Convolution Layers no Bias with batchnorm

nicozhou · February 23, 2022, 6:10pm

hi, i just wondering is it better to use bias=False when using batchnorm? Will our network break if not using disabling bias ?

Yuv · February 23, 2022, 10:19pm

It’s very hard to answer your question without more details about the problem you refer to.
Generally removing the bias may harm the performance but you can check it by trying.

nicozhou · February 23, 2022, 10:49pm

Yeah, so I was really confused, as some may say that :

Note that, since we normalize Wu+b, the bias b can be ignored since its effect will be canceled by the subsequent mean subtraction (the role of the bias is subsumed by β in Alg. 1).

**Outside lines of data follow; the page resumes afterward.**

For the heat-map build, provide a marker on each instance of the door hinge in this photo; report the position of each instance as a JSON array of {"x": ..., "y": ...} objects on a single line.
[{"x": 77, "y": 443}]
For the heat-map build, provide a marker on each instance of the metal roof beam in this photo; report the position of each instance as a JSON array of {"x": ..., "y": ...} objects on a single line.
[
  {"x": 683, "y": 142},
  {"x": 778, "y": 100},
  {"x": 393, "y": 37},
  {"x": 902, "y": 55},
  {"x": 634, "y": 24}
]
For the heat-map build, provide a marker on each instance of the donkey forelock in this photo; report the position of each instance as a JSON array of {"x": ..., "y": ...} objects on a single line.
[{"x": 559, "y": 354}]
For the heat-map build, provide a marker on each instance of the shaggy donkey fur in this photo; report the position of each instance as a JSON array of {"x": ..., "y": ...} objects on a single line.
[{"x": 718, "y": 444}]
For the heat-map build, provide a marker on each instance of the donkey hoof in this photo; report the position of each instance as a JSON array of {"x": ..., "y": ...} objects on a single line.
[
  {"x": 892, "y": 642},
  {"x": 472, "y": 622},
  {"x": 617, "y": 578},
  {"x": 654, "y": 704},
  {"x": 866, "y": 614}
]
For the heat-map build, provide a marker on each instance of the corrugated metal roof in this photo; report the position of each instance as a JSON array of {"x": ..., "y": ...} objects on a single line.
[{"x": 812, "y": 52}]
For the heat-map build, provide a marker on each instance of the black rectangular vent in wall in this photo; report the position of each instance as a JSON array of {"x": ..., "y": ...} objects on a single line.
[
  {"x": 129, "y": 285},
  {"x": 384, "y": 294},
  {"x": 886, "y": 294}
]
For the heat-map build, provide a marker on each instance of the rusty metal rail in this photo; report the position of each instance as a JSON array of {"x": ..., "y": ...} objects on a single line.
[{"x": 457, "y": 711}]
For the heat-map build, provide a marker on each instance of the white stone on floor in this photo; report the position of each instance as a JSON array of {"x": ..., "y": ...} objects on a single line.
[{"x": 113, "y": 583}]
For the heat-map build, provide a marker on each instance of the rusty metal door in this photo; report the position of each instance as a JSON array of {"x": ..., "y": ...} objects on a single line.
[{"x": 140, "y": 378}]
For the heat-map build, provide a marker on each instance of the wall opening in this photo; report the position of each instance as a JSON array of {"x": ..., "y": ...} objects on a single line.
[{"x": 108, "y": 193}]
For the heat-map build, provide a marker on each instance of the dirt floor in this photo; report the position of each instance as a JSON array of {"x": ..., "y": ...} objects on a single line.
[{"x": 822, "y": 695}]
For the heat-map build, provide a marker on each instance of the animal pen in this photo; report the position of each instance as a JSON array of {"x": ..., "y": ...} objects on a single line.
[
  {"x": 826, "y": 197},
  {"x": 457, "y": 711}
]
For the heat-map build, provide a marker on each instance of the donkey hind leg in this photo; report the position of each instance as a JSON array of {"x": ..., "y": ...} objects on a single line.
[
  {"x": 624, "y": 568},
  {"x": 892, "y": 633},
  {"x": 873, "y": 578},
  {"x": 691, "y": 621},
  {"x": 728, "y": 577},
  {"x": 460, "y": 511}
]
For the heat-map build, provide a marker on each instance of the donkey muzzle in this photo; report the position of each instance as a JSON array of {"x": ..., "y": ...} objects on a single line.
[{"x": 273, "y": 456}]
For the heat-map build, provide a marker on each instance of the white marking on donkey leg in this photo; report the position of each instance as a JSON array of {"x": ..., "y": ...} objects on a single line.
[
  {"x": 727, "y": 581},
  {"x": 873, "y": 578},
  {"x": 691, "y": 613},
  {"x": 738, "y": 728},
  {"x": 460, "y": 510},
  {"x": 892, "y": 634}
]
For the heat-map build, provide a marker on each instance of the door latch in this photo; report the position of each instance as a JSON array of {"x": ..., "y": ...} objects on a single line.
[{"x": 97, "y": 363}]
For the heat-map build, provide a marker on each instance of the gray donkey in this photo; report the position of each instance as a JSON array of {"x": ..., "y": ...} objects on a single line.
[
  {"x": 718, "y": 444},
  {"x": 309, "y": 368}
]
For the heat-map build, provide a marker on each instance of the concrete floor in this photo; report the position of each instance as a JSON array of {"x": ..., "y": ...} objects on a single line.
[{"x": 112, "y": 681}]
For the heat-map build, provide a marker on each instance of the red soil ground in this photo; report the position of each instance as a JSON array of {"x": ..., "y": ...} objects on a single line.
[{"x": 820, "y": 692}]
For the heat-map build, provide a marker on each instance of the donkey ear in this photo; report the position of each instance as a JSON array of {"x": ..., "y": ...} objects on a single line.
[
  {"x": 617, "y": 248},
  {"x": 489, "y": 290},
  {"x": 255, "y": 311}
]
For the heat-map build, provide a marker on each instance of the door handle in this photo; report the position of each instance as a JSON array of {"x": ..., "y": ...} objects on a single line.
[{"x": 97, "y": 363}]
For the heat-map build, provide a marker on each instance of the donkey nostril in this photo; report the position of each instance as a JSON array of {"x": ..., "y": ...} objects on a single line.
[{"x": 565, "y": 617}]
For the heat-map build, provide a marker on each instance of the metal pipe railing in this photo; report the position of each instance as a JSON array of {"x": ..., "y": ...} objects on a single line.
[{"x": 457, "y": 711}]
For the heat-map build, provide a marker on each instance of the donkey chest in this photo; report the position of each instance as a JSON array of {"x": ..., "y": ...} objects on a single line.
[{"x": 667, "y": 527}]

This is what I got from batchnorm paper.

Yuv · February 23, 2022, 11:06pm

When using batch normalization you have a learnable parameter β which have the same role as bias when not using batch normalization.
Adding bias term to Wx will result in a new term when averaging in the batch normalization algorithm but that term would vanish because the subsequent mean subtraction, and that why they ignore the biases and this is the purpose of the β learnable parameter.

nicozhou · February 24, 2022, 1:05am

So, it is safe to conclude that it is better to disable bias if we use batchnorm?

Eta_C · February 24, 2022, 5:55am

the bias b can be ignored since its effect will be canceled by the subsequent mean subtraction

# Convolution
y = w * x + b 

# Batch Normalization (without momentum updating)
z = (y - E(y_i)) / STD(y_i)

# note that we have
y - E(y_i) = w * x + b - E(w * x_i + b) = w * x - E(w * x_i)
STD(y_i) = Sqrt(Sigma(y - E(y_i)) + epsilon)

So, it is safe to conclude that it is better to disable bias if we use batchnorm?

If you use BatchNorm after convolution, the answer is YES.